Филипп Старлинг услышал эти слова.
– Чушь, – бросил он. – В Брайтоне, на выходные, такую подцепить – раз плюнуть. Класса в ней нет.
– Но ты не можешь не признать, что подать себя она умеет.
– Тьфу! Выступает, как ягуар с коликами в желудке, – с неожиданной злобой отмахнулся коротышка-профессор. – Какие у тебя старомодные вкусы, Найджел.
Они проследовали в холл. Нотт-Сломан приближался к середине длинного и многогранного повествования о неких затруднениях, с которыми им пришлось столкнуться по пути сюда. Не обращая на него ни малейшего внимания, Филипп Старлинг подошел к Лючии и, к вящему удивлению Найджела, хлопнул ее по плечу:
– Ну как ты, старушка, в форме?
По мнению Найджела, Лючия Трейл достойно встретила вызов. Она потрепала Старлинга по щеке и, растягивая слова, заговорила:
– Смотрите-ка, кто у нас тут! Никак это ты, Филипп! Ну как там наши славные студентики?
– С тех пор, Люси, как тебя нет в университете, – гораздо лучше.
О’Брайан, наблюдавший дотоле за этой сценой с лукавой улыбкой, решил, что пора вмешаться и представить гостей друг другу. Найджел почувствовал на себе долгий изучающий взгляд Лючии, словно бы взвешивающий содержимое кошелька и иные возможные достоинства его обладателя. Затем она полуотвернулась, отвела с дразнящей медлительностью свои зеленые с поволокой глаза и заговорила с Нотт-Сломаном.
– Что-то Фергюс неважно выглядит, тебе не кажется? Придется заняться вами, Фергюс. – И она с царственным видом нежно взяла О’Брайана за руку. Нотт-Сломан был явно чем-то недоволен. Ему не понравилось как то, что Старлинг своим появлением прервал его рассказ, так и небрежный кивок, каким коротышка-профессор удостоил его при знакомстве. Найджел почувствовал, что между этими двумя сразу возникла взаимная неприязнь – скорее всего, антипатия, какую испытывает любитель поговорить, живущий общением, к человеку, выступающему либо соло, либо никак.
– Старлинг? – говорил меж тем Нотт-Сломан. – Кажется, я где-то встречал ваше имя.
– Не думаю, – возразил профессор, – вряд ли ведь вы читаете «Классикал ревью»?
Вновь прибывшие разошлись по своим комнатам. Найджел и Старлинг остались в холле.
– А я и знать не знал, что ты знаком с этой девушкой, – сказал Найджел.
– Трейл? Да так, встречались. Она какое-то время жила в Оксфорде.
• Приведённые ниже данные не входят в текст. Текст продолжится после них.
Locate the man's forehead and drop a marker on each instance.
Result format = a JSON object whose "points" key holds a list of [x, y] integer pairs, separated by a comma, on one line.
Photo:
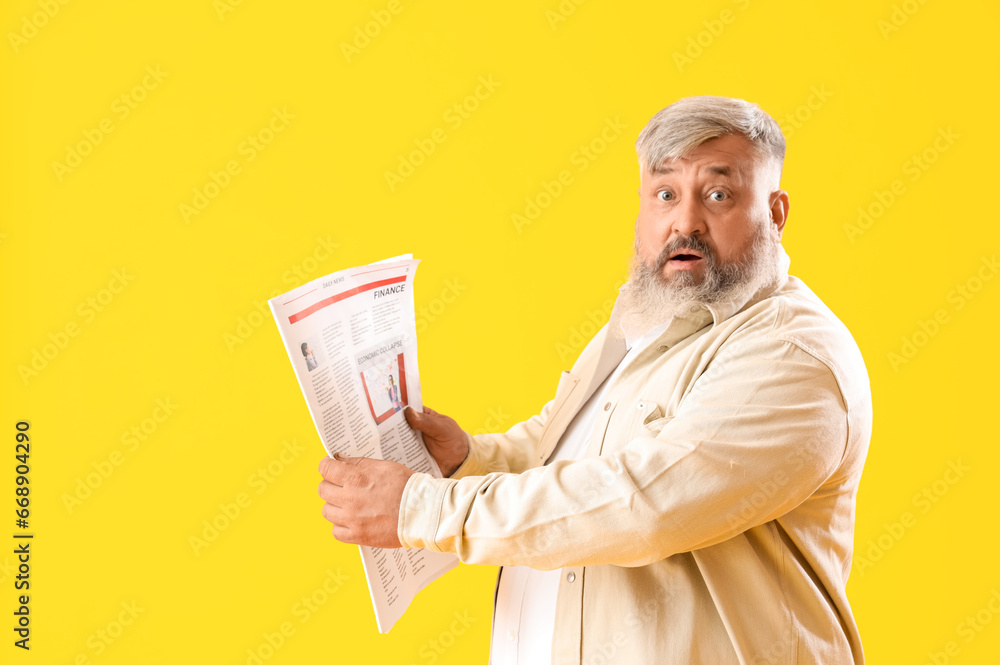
{"points": [[729, 155], [718, 168]]}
Странно, подумал Найджел, что старый его знакомец столь неразговорчив, ведь он любит позлословить, а тут такие возможности открываются. Он-то по меньшей мере рассчитывал услышать, что Лючия – это родная дочь вице-канцлера.
Прямо перед чаем издали донеслось какое-то громкое дребезжание. Найджел выглянул в окно – и картина открылась ему необычная. К подъездной дорожке приближался древний кабриолет, до предела набитый всяческими сумками и баулами. За рулем сидела дама, на плече у нее устроился зеленый попугай, а рядом растянулась гигантских размеров ищейка. На той части пассажирского сиденья, что оставалась свободной, съежился мужчина средних лет в прогулочном костюме. Вид у него был, сообразно положению, довольно робкий. Машина подпрыгнула в последний раз и остановилась, скорее, кажется, от собственного изнеможения, нежели под воздействием тормозов. Дама выпорхнула из авто и сразу принялась развязывать узлы и тесемки, удерживающие багаж на месте. На помощь ей поспешил вышедший из дома Артур Беллами.
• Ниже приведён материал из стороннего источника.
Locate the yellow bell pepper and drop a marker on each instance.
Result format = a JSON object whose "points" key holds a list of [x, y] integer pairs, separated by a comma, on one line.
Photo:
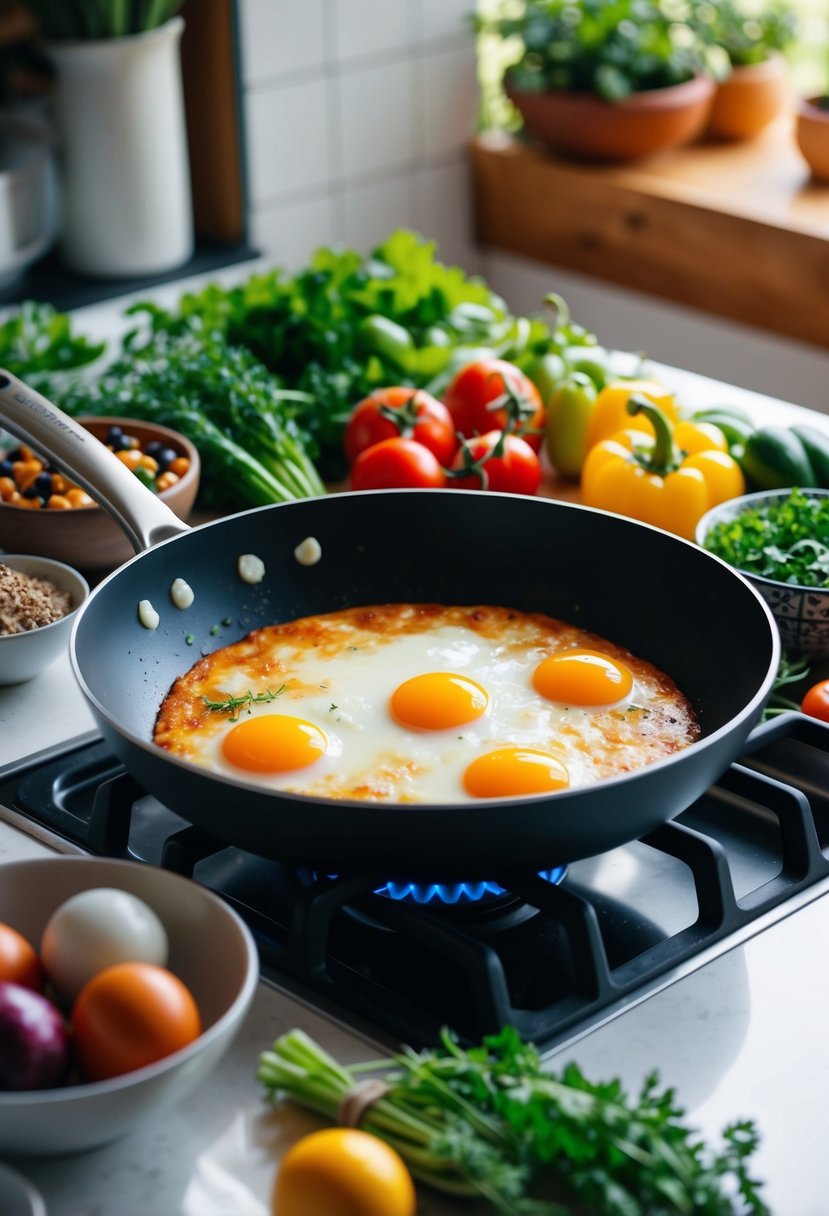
{"points": [[669, 478], [609, 414]]}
– А, это ты, Артур, старый бандит, – защебетала дама, – тебя все еще не повесили?
– Да вроде нет, мисс Кавендиш, – радостно заулыбался Артур. – Классно выглядите, мэм. И Аякс тоже. А это кто, ваш брат? Приятно познакомиться, мистер Кавендиш.
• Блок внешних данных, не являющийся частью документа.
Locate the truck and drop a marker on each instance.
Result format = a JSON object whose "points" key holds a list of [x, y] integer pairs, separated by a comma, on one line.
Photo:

Джорджия Кавендиш ворвалась в дом и с ходу упала в объятья О’Брайана. Ее смуглое лицо, несколько напоминающее обезьянью мордочку, раскраснелось от возбуждения. Да, она явно соответствует тому, что о ней говорят, подумал Найджел, не отрываясь от этой сцены и сам невольно заулыбавшись.

 

Рождество. Семь вечера. Вот уже два дня, как Найджел с предельной сосредоточенностью ведет наблюдение. Неотразимая Лючия, колоритная Джорджия Кавендиш, ее надутый, респектабельный, преклонных лет брат; Нотт-Сломан, с его профессиональным амикошонством; Филипп Старлинг и Фергюс О’Брайан – все они раз за разом мелькали перед его наметанным глазом. Да только мало что он из этого извлек. Он колебался между сомнениями и возрастающей по мере приближения Дня святого Стефана настороженностью. Некие подводные течения в этом кругу гостей существуют – это очевидно. Но той единственной приметы, которую Найджел стремился уловить, все не было и не было. Ведь почти невозможно поверить, что некто планирует покушение на человека и в то же время ведет себя с ним совершенно обыденно; между тем заметно – все гости, что в присутствии хозяина, что в отсутствие его, остаются самими собой. Так что либо кто-то из них обладает исключительной выдержкой, либо угроза проистекает извне: остается и еще одна возможность – все это какой-то розыгрыш.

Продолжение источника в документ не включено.